In this video Betsy explains why using software tools to personalize learning is important. She discusses: using software tools to personalize learning, improving assessments, instruction and intervention points.
- I have been a journalist my whole life, and I loved writing about technology. I think of myself as a science journalist. And science journalists love explaining the world and asking questions. And I loved doing that. And what happened was is that after 25 years of writing about technology, I had some sense of where technology was, and then I had kids. And, I was amazed at how the things that my kids were experiencing in school weren't the same things that I'd experienced 30-ish years ago and sort of wondered about this gap between what technology was doing and what I saw happening in schools.
And I thought a lot about whether there was some way that I could help bridge these two worlds. And it was at a time when educators were starting to ask the same question. So it was a video that came out called Shift Happens, and millions of teachers saw it. Millions of people saw it. And it kind of asked the same question. Like, "Wow, here's our world. "What's going on in the schools?" And so, around 2009, I took a kind of crazy, radical step.
And in the middle of what I hope is the biggest recession of our lifetimes, I decided to quit my job at Forbes and figure out how to kind of play a role in this emerging world of technology and education. And I wound up spending a year volunteering at our local schools as an IT person doing everything from getting under the desks and dusting out the dust bunnies and counting the number of operating systems that a school of 350 kids was using.

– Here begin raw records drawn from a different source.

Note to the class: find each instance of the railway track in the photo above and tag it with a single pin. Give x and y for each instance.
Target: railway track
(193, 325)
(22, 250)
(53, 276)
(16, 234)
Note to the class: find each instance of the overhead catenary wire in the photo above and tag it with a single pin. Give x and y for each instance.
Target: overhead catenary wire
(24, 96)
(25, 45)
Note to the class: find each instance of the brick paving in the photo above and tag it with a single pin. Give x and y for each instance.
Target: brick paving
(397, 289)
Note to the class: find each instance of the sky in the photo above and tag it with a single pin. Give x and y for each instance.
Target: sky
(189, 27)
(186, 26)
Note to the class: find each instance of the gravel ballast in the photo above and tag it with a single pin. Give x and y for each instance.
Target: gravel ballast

It was like six. And realizing that teachers had made a really rational choice to not use technology. It was just too damn hard. It was too hard, and it took too much time for any individual teacher to try to figure out how to make sense of all this crazy technology. And so, I started EdSurge with a couple of friends, and one, two were technologists and one was a former teacher.
And we really had two goals in mind. One was to try to bring together these two communities: this community of people who were starting to build technology and the community of people who potentially would want to use technology. Let's see if we can help them speak the same language. Let's see if we can help them understand each other. But pretty much so from day one, we had a second goal in mind too which is that there was nothing like a Consumer Reports. So now you started to have this technology coming out, let's also see if we can help the people who are going to use the technology ask really deep questions about what the role of this technology is.

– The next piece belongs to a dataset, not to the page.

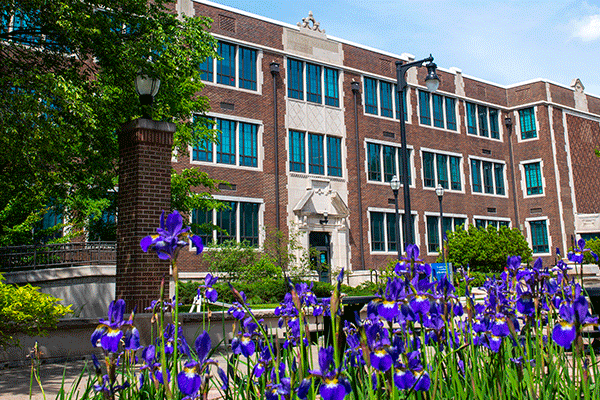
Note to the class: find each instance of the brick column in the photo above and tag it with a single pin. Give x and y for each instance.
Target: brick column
(144, 192)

Because when you ask those questions, you can be in command. So that's what we did. It is incredibly exciting to talk to educators and to feel that we're helping elevate their voice, that we're helping them take control of their classrooms, that we're helping them ask questions that put them in control of what's going on.
The challenging thing is that we're still really far apart, that there's still a lot of ambiguity, a lot of confusion, a lot of noise, that sometimes we get caught up in political battles around technology when the questions are really fundamental. How do we want to teach our kids? How do we put teachers in a place so that they can do what they really want to do, which is inspire kids, give them courage, tell them that the world can be a great place if they go after it.

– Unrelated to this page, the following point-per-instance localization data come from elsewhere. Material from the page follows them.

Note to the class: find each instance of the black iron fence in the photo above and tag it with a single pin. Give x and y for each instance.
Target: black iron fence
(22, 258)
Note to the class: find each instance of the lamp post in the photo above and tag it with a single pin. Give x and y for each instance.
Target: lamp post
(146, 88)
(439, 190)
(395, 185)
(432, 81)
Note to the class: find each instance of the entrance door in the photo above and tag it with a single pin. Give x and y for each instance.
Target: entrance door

And does the technology help support that? That's what we're trying to share out. That's what we believe. If you look at immigration, look at the history of American immigration, in around 1910, 1920 is actually when my grandparents came to the United States, close to 14% of Americans were born someplace else. And then it went down in the 1970s to like almost four or five percent.
Now we're going back up to a historic number. We are asking our kids to figure out so much more about the world at such an early stage. They have to not just figure out what the capitals and the states are, but what's the relevance, what's the importance. How do I ask questions about the world? How do I know what information to trust? How do I know what information not to trust? Our kids need to know a lot. And in fact, there's so much for them to know that what we started to realize is that they kind of start specializing faster.
And so then we asked questions like, "What's your passion? "What do you really care about?" Right? And then, we also want to make education relevant to our kids. So there are a lot of kids in school who just feel like, "Wow, why should I know this? "Why should I care? "This doesn't touch my life." And so, technology becomes a way to really bring context, to bring relevance into the lives of teachers and students.
And so we have to figure out how do we use the collection of tools to help kids find relevance, to help them find their passion, to help them explore further, and to make them feel that they are in command of where they're going. And so, it stands to reason that technology is gonna play a role in their lives. And that means that it needs to play a role in how we're helping prepare them for their lives.
And so, what we see right now is a generation of people who are purposefully trying to say, "Okay, here's how we do some things "in the commercial world. "Alright, what are the needs of the schools? "What are we trying to go to? "What's the problem we're trying to solve? "What's the pain point of a teacher, a student, a school? "And how do we solve that pain point?" And that's a great question to ask. And that's what we're trying to help and foster, is how do we make sure that those are the questions that are driving the technology that gets developed for the schools.